The concept is a lot of fun I think, but like many things it gets beaten to death and then beaten into paste and then shit all over by corporations and dogshit writers.
It was a mistake because we can't have nice things but I do think the idea is good at its core.
Batman Beyond was cool tbh.
Yea Batman beyond was great. Problem starts when the oversaturate with so many Batman variants
Actually, Batman Beyond is Spider-man but Batman
Yeah, Terry McGinnis acts a lot like a Peter Parker.
That's okay though. I like Terry.
During the Cold War you had Superhero regular and the Communist counterpart.
Multiverses ruined everything. It's always the last effort of a dying story that painted itself into a corner. That and time travel.
X-Men movie franchise, time travel
MCU, time travel and multiverse
Sony Spiderman, multiverse
Dragon Ball Super also got fucked by multiverse
DC every twenty years when they do another crisis/flashpoint story. Mega gay
FF7 remake/rebirth was also messed up by multiverse AND time travel bullshit.
Last year I went to a convention(not comic centric) and stumbled across a guy who had self published a comic about werewolves in...it was Sumeria or Mesopotamia. Completely unique origins, completely unexpected setting and character arc. Really interesting stuff honestly, if a bit rough around the edges.

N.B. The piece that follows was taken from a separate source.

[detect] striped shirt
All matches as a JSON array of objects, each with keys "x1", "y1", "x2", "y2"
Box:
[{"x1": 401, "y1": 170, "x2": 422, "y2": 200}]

Creative stuff is out there, but it's not coming out of the two largest publishers who are dragging down the whole American comic industry.
What was it called?
Lycan: Solomon's Odyssey
I'm a sucker for werewolf media though, so take my rave reviews with a grain of salt.
So was it a werewolf convention then?
Music and Gaming festival.
"X, but he's a faggot"
They forgot the hockey pads Batman.
Spider-Man is spelled with a hyphen, you fucking tourist.
Peter-Parker
No, it's Sir Peter Parker-Bowles. The hyphen is on the surname.
But it's literally what people wanted (back when they were popular) and why comics were so successful in the first place. If people like batman then they will like any iteration of him as long as his core principles are the same.
Same with Spiderman.
Japan isn't better with manga, there are 1,000 of Manga isekais that are just slight variations of the same story.
They still have something to stand out, even if it is little. The comic book industry is just recycling the same characters and then creating "new" ones which are just a change in gender or race, they have been doing this for decades.